In general, I want the range of the scales to be much smaller than the complete data's range, i.e., I want to focus on the range of the lower and upper extremes of the boxplot whiskers only for each of the facets independently. Those can be obtained using
boxplot.stats(dummy$result)$stats[c(1, 5)]
I'm not looking for the scales='free_y'
argument. Also, scale_y_continuous
and coord_cartesian
won't do the job because, from what I understand, they set scales globally for all facets representing the single tests, which can vary greatly. I tried adding empty layers using geom_blank
with dummy data that is limited in range to the lower and upper whiskers extremes. The problem is, depending on the tests, there always might be extreme outliers in the real data still causing the scales to get really wide and thus ignoring the range of the dummy data plugged into geom_blank
.
I also tried extracting and manipulating the scales after creating the graph object using function ggplot_build
:
graph_object <- ggplot_build(boxplot)
graph_object$layout$panel_scales$y[[1]]$range$range <- boxplot.stats(dummy[with(dummy, testName=="Test A"),]$result)$stats[c(1, 5)]
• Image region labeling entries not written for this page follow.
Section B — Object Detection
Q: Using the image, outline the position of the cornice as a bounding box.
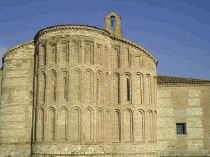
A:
[34,24,158,66]
[2,39,34,63]
[157,75,210,87]
[2,24,158,65]
[158,82,210,87]
[110,36,158,66]
[34,24,110,45]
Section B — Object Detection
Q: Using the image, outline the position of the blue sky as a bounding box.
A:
[0,0,210,80]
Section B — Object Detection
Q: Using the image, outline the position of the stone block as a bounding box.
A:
[189,90,201,97]
[173,110,187,118]
[186,107,203,117]
[186,117,202,128]
[187,127,204,138]
[188,98,200,106]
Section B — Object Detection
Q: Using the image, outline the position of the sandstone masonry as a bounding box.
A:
[0,12,210,157]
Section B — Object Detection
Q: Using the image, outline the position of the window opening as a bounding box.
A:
[110,16,115,29]
[63,77,67,99]
[96,79,99,100]
[176,123,186,134]
[127,78,130,101]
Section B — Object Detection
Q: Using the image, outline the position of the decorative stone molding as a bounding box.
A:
[2,39,34,63]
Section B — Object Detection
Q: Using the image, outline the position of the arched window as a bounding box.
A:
[63,77,67,100]
[127,78,130,101]
[110,16,115,29]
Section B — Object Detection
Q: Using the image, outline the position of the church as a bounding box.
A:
[0,11,210,157]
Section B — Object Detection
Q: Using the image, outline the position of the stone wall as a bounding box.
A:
[0,41,34,156]
[32,23,157,155]
[157,84,210,155]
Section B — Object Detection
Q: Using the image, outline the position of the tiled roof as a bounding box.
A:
[157,75,210,85]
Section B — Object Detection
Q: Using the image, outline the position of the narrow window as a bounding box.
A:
[96,79,99,100]
[110,16,115,30]
[117,76,120,104]
[176,123,186,134]
[63,77,67,99]
[127,78,130,101]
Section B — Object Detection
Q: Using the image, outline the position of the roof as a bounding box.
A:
[157,75,210,85]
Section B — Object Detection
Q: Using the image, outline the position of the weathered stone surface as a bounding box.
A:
[0,12,210,157]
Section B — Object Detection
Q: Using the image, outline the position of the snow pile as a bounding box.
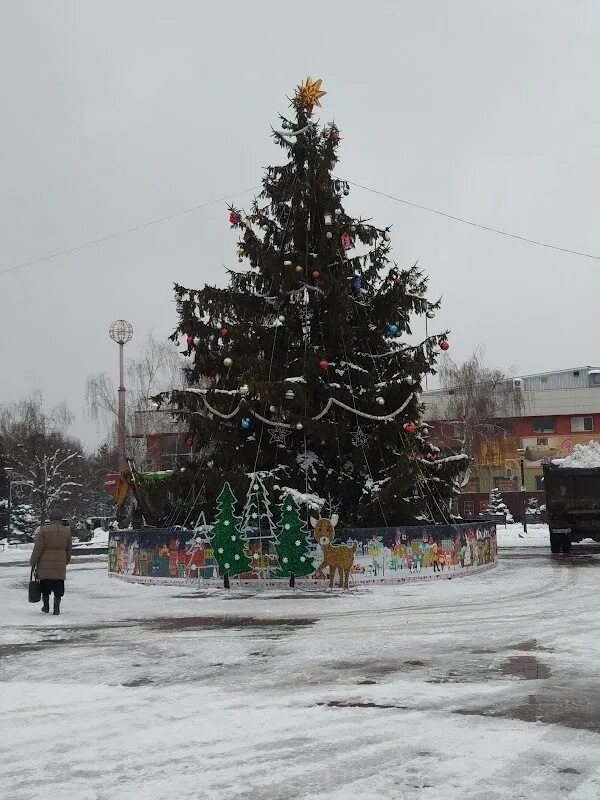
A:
[552,439,600,469]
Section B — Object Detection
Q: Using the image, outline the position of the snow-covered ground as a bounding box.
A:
[496,522,550,548]
[0,540,600,800]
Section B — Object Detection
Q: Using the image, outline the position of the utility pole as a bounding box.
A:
[108,319,133,472]
[517,447,527,533]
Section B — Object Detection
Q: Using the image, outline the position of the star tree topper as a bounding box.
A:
[296,75,327,108]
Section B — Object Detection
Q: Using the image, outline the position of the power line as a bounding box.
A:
[0,186,260,275]
[346,180,600,261]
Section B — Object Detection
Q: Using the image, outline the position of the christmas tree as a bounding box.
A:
[210,483,250,586]
[240,473,278,578]
[164,78,468,526]
[275,494,314,578]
graph_object$layout$panel_scales$y[[2]]$range$range <- boxplot.stats(dummy[with(dummy, testName=="Test B"),]$result)$stats[c(1, 5)]
I then tried plotting the manipulated object using print(graph_object)
and graph_object$plot
, however, the scales still are the 'original' wider ones including the extreme values. Am I missing anyhting?
Sorry for the very long post, I might have gotten lost somewhere on the way trying to solve this and overlooked the solution. Therefore, I would be really happy to see some ideas or even a proper solution to this.
Thanks a lot!